By Ilgin Karlidag
BRUSSELS
The European Parliament has been criticized for refusing to hold a photo exhibition that shows victims allegedly tortured by the Bashar al-Assad regime in Syria.
The College of Quaestors, a five-member European Parliament body, had unanimously voted on June 9 against exhibiting the photos because they were deemed as "too disturbing".
But Alyn Smith, Member of the European Parliament for the Greens and the European Free Alliance, told Anadolu Agency that he would appeal the decision to European Parliament President Martin Schulz.
"The photos are absolutely very very difficult to see, they are real evidence of what has been happening within Syria," Smith said.

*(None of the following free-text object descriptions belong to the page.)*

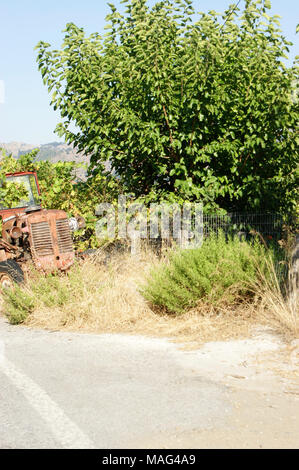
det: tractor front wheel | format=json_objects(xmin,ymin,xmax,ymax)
[{"xmin": 0, "ymin": 260, "xmax": 24, "ymax": 291}]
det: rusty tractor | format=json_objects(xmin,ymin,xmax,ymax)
[{"xmin": 0, "ymin": 171, "xmax": 84, "ymax": 290}]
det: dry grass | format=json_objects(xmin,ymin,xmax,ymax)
[
  {"xmin": 2, "ymin": 246, "xmax": 297, "ymax": 345},
  {"xmin": 1, "ymin": 249, "xmax": 257, "ymax": 346},
  {"xmin": 249, "ymin": 257, "xmax": 298, "ymax": 341}
]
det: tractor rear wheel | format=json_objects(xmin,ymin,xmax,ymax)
[{"xmin": 0, "ymin": 260, "xmax": 24, "ymax": 291}]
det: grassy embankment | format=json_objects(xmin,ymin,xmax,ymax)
[{"xmin": 2, "ymin": 233, "xmax": 298, "ymax": 344}]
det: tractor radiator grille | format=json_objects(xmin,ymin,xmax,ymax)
[
  {"xmin": 31, "ymin": 221, "xmax": 54, "ymax": 256},
  {"xmin": 56, "ymin": 219, "xmax": 73, "ymax": 253}
]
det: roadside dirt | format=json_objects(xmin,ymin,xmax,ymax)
[
  {"xmin": 132, "ymin": 327, "xmax": 299, "ymax": 449},
  {"xmin": 1, "ymin": 313, "xmax": 298, "ymax": 449}
]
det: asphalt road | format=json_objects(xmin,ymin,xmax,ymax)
[{"xmin": 0, "ymin": 317, "xmax": 231, "ymax": 449}]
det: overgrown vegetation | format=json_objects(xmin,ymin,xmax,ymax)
[
  {"xmin": 3, "ymin": 252, "xmax": 156, "ymax": 332},
  {"xmin": 0, "ymin": 0, "xmax": 297, "ymax": 343},
  {"xmin": 0, "ymin": 149, "xmax": 121, "ymax": 250},
  {"xmin": 2, "ymin": 236, "xmax": 297, "ymax": 341},
  {"xmin": 250, "ymin": 256, "xmax": 298, "ymax": 338},
  {"xmin": 142, "ymin": 233, "xmax": 285, "ymax": 313}
]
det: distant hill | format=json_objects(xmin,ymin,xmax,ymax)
[
  {"xmin": 0, "ymin": 141, "xmax": 89, "ymax": 163},
  {"xmin": 0, "ymin": 141, "xmax": 90, "ymax": 180},
  {"xmin": 0, "ymin": 141, "xmax": 113, "ymax": 181}
]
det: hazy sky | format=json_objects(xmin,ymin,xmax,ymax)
[{"xmin": 0, "ymin": 0, "xmax": 298, "ymax": 144}]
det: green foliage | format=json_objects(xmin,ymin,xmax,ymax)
[
  {"xmin": 36, "ymin": 0, "xmax": 298, "ymax": 214},
  {"xmin": 0, "ymin": 149, "xmax": 121, "ymax": 250},
  {"xmin": 25, "ymin": 270, "xmax": 85, "ymax": 308},
  {"xmin": 142, "ymin": 233, "xmax": 281, "ymax": 313},
  {"xmin": 3, "ymin": 286, "xmax": 36, "ymax": 325},
  {"xmin": 2, "ymin": 272, "xmax": 76, "ymax": 324},
  {"xmin": 2, "ymin": 262, "xmax": 101, "ymax": 325},
  {"xmin": 0, "ymin": 157, "xmax": 29, "ymax": 209}
]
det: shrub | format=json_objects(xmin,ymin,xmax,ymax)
[
  {"xmin": 3, "ymin": 286, "xmax": 36, "ymax": 324},
  {"xmin": 142, "ymin": 233, "xmax": 279, "ymax": 313}
]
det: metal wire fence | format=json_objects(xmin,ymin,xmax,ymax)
[
  {"xmin": 202, "ymin": 212, "xmax": 288, "ymax": 241},
  {"xmin": 201, "ymin": 212, "xmax": 295, "ymax": 286}
]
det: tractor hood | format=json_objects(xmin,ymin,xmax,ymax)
[{"xmin": 26, "ymin": 209, "xmax": 74, "ymax": 272}]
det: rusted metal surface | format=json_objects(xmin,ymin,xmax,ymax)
[
  {"xmin": 56, "ymin": 218, "xmax": 74, "ymax": 254},
  {"xmin": 27, "ymin": 210, "xmax": 74, "ymax": 272},
  {"xmin": 0, "ymin": 238, "xmax": 21, "ymax": 253},
  {"xmin": 0, "ymin": 210, "xmax": 74, "ymax": 272},
  {"xmin": 31, "ymin": 221, "xmax": 54, "ymax": 256},
  {"xmin": 0, "ymin": 172, "xmax": 76, "ymax": 274},
  {"xmin": 0, "ymin": 250, "xmax": 8, "ymax": 262}
]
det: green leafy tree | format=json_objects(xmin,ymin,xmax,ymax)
[{"xmin": 36, "ymin": 0, "xmax": 298, "ymax": 214}]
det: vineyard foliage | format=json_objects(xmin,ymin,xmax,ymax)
[{"xmin": 0, "ymin": 149, "xmax": 121, "ymax": 250}]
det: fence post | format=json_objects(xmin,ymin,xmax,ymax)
[{"xmin": 288, "ymin": 234, "xmax": 299, "ymax": 310}]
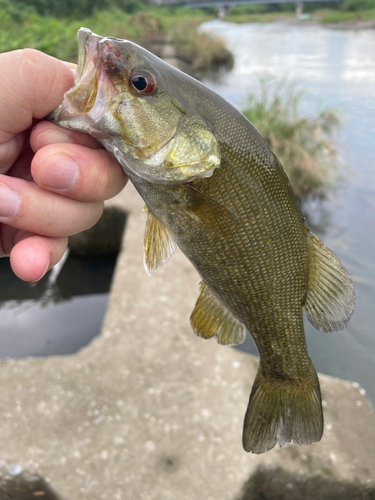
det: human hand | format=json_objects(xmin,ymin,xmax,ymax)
[{"xmin": 0, "ymin": 49, "xmax": 127, "ymax": 282}]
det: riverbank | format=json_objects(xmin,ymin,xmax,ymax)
[{"xmin": 223, "ymin": 10, "xmax": 375, "ymax": 29}]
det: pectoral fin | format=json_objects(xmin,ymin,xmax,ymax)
[
  {"xmin": 183, "ymin": 184, "xmax": 238, "ymax": 231},
  {"xmin": 144, "ymin": 210, "xmax": 177, "ymax": 276},
  {"xmin": 304, "ymin": 231, "xmax": 355, "ymax": 332},
  {"xmin": 190, "ymin": 282, "xmax": 247, "ymax": 345}
]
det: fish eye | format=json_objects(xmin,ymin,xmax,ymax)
[{"xmin": 129, "ymin": 70, "xmax": 156, "ymax": 96}]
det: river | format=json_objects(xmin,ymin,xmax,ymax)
[{"xmin": 201, "ymin": 20, "xmax": 375, "ymax": 406}]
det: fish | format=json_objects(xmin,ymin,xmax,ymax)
[{"xmin": 49, "ymin": 28, "xmax": 355, "ymax": 454}]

"I think it’s important to ask people dealing with Syria that we do not close our eyes to the realities of that is happening," he said.

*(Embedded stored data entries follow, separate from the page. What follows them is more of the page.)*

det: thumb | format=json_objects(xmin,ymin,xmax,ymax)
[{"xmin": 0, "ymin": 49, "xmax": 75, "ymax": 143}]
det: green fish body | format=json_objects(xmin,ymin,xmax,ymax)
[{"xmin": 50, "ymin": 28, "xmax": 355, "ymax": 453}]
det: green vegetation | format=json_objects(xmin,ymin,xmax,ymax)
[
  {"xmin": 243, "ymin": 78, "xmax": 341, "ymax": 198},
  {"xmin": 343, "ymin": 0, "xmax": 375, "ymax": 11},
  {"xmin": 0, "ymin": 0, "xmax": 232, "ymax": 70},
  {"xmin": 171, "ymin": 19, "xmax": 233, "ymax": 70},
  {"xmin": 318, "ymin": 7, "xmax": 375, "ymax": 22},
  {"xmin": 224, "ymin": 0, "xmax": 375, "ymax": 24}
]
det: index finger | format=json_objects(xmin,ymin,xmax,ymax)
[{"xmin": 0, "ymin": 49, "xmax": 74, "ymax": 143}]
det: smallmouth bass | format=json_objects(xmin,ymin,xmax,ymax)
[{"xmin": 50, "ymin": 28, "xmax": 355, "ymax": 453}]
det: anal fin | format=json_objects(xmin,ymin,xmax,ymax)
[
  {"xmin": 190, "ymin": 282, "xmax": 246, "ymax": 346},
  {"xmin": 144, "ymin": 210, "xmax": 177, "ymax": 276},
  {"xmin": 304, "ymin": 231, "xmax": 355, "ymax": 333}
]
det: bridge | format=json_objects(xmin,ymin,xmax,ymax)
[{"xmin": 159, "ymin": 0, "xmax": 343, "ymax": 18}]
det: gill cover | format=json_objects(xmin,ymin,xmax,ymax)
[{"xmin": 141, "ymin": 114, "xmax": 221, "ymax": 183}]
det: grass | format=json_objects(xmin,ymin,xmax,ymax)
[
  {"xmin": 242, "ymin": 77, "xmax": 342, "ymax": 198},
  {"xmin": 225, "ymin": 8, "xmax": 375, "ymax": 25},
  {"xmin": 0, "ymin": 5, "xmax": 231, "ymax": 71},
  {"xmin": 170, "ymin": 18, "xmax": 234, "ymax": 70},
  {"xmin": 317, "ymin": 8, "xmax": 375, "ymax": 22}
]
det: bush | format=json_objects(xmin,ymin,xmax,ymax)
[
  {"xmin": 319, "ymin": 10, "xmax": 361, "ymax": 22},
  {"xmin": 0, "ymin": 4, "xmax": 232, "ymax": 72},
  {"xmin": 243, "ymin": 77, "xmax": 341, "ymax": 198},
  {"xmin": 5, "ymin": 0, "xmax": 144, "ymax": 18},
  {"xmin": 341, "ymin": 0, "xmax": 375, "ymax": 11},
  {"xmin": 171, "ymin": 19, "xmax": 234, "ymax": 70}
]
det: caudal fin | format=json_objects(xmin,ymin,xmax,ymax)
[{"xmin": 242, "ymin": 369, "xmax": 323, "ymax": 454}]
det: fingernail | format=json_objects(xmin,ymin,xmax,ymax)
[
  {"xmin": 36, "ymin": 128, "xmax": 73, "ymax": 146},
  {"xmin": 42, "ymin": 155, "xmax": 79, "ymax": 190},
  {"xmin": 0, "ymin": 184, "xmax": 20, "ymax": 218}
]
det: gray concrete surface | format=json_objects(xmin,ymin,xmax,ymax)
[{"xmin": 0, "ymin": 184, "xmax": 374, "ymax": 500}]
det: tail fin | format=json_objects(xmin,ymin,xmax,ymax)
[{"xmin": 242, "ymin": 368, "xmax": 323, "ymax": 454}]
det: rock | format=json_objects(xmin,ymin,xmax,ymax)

He added that the parliamentarians who ruled against the exhibition were "overcautious and shying away from controversy."
According to diplomatic sources, organizers had offered to remove the most graphic photos, but still the College of Quaestors refused to hold the exhibition.
Catherine Bearder, Member of the European Parliament for the Liberals and Democrats of Europe, the Qaestor in charge of exhibitions, told Anadolu Agency in a written statement: "[we] unanimously decided that these photos were too disturbing to be displayed in a public place where they could be inadvertently viewed by passers-by, including children."
"The public areas of the parliament are open to many visitors and it would be impossible to warn them of the graphic nature of these photographs," Bearder said.
"The MEPs arranging the exhibition have instead been advised to use a committee room where the pictures will be publicly available to those who wish to view them," she said.
However, Mouaffaq Nyrabia, Syrian National Coalition's Representative to the Benelux and EU, urged the European Parliament to exhibit the photos to document and not ignore the war crimes committed allegedly by the Assad regime.
"The series of photographs taken by the Syrian regime defector 'Caesar' present clear and compelling evidence - endorsed by the UN - of Assad's systematic campaign of murder and torture, and are important testimony to the suffering of Syrians at the hands of this brutal dictatorship," Nyrabia said in a written statement to Anadolu Agency.
"The situation in Syria is now a global crisis whose impact upon Europe has repeatedly been made clear," he said.
"Europe can and must play a more proactive role in achieving a political transition in Syria, and accountability must be central to these efforts," Nyrabia added.
In January 2014, a team of six forensic experts, led by Desmond Lorenz de Silva, the former United Nations Chief War Crimes Prosecutor in Sierra Leone, concluded in a report that the photos, leaked by an alleged Syrian defector with the code name "Caesar" were "direct evidence" of torture by the Assad regime.
The code name was given on the pretext of protecting the identity of the source, who reportedly smuggled the pictures on a memory stick during his time when he worked with the regime’s military police.
The United Nations in March exhibited 30 photographs out of around 55,000 released by Caesar.
More than 210,000 people have been killed in the Syria civil war, prompting a refugee crisis, which has made Turkey the world's largest refugee-hosting country with up to million Syrian refugees.